Confused about the use of the term "logic"

Question

I am trying to gain a deeper understanding of logic, especially proof theory in its many forms, and I am curious about the common use of the term "Logic". It is often confusing what the precise semantics of "logic" are in any isolated reading of the many descriptions of the topic area. For instance, the term "Propositional Calculus" and "Propositional Logic" are sometimes used interchangeably. Confusing things more, "Propositional Logic" and "Classical Logic" are used interchangeably.

From what I can intuit, it seems that there are a few popular logics; Classical, Intuitionistic, and Linear. Each with differing definitions of the semantics of truth and falsehood. Then there are algebras for logic; propositional, relational, first order, and second order. Lastly (at least for the distance i am currently willing to travel) there are proof calculi; sequent calculus, natural deduction, and axiomatic (i.e. Hilbert style).

Am I way off here? Are there any resources for clarifying this (please don't reply with wikipedia because that is causing some of the difficuties)?

Thanks in advance.

Chuck

Answer 1

I think you mean "predicate logic" (which has quantifiers and equality) rather than "propositional logic" (which has only boolean connectives). The reason "classical logic" is often called "predicate logic" is because the ones using the term are not even talking about non-classical logic so there is no need to specifically say "classical predicate logic". And Intuitionistic logic uses exactly the same language as classical logic but with different inference rules.

But what you need is to start with learning one logic first otherwise you're going to get confused very quickly, just like you'll get a stomachache if you try all the kinds of apples in the world all at one go. Naturally, the first logic to study should be classical first-order logic. I suggest the first two references in this post, which cover the intuition behind first-order logic, as well as common deductive systems (also called proof calculii) including natural deduction systems, Hilbert-style systems and the tableaux method (which is surprisingly simple).

While you are at it, always keep in mind that to study any formal system you always need to work in a meta-system. So take note what exactly is carried out within the formal system and what is carried out outside in the meta-system. I mention this because many students do not distinguish carefully between the two and get very confused. By the way, most logicians will take ZFC as their meta-system, but usually you do not need that much.
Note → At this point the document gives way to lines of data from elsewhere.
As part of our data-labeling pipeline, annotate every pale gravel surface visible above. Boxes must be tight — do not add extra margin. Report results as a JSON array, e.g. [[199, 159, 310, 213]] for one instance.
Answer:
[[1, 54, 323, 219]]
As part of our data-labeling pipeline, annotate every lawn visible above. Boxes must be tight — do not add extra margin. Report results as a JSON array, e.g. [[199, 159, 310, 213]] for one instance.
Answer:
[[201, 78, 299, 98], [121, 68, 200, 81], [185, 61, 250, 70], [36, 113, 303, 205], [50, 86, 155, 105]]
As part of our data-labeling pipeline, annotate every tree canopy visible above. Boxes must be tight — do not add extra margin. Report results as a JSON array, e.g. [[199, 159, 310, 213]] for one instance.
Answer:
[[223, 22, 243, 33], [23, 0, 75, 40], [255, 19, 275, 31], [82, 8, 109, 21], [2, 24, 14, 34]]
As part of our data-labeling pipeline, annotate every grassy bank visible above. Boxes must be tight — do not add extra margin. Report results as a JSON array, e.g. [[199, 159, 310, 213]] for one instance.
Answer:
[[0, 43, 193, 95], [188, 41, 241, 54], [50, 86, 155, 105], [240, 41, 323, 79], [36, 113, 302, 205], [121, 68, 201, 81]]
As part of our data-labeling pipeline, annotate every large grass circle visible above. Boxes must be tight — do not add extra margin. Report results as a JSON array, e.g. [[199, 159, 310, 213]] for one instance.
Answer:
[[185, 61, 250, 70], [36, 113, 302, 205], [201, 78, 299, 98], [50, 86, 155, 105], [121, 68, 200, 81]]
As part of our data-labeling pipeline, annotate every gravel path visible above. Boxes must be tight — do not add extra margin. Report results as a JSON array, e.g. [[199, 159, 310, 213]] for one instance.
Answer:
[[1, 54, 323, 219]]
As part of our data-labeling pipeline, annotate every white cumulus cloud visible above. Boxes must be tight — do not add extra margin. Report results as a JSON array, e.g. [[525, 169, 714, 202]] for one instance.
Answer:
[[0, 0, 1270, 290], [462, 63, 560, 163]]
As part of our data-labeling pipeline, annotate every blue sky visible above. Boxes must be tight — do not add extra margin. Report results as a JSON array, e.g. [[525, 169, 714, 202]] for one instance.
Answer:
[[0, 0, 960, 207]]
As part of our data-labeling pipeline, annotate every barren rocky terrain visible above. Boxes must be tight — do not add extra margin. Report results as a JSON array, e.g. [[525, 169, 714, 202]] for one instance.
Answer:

You will see as you go just how much you need.

After the basics are there, it is not too hard to learn about higher-order logics and non-classical logics on your own, and you would be able to ask specific questions about those on Math SE if you cannot figure out something. Sorry for citing Wikipedia, but it is indeed a reasonable starting point once you have sufficient background knowledge. I agree it is quite useless if you don't, which is why one should go to proper texts for introductory material.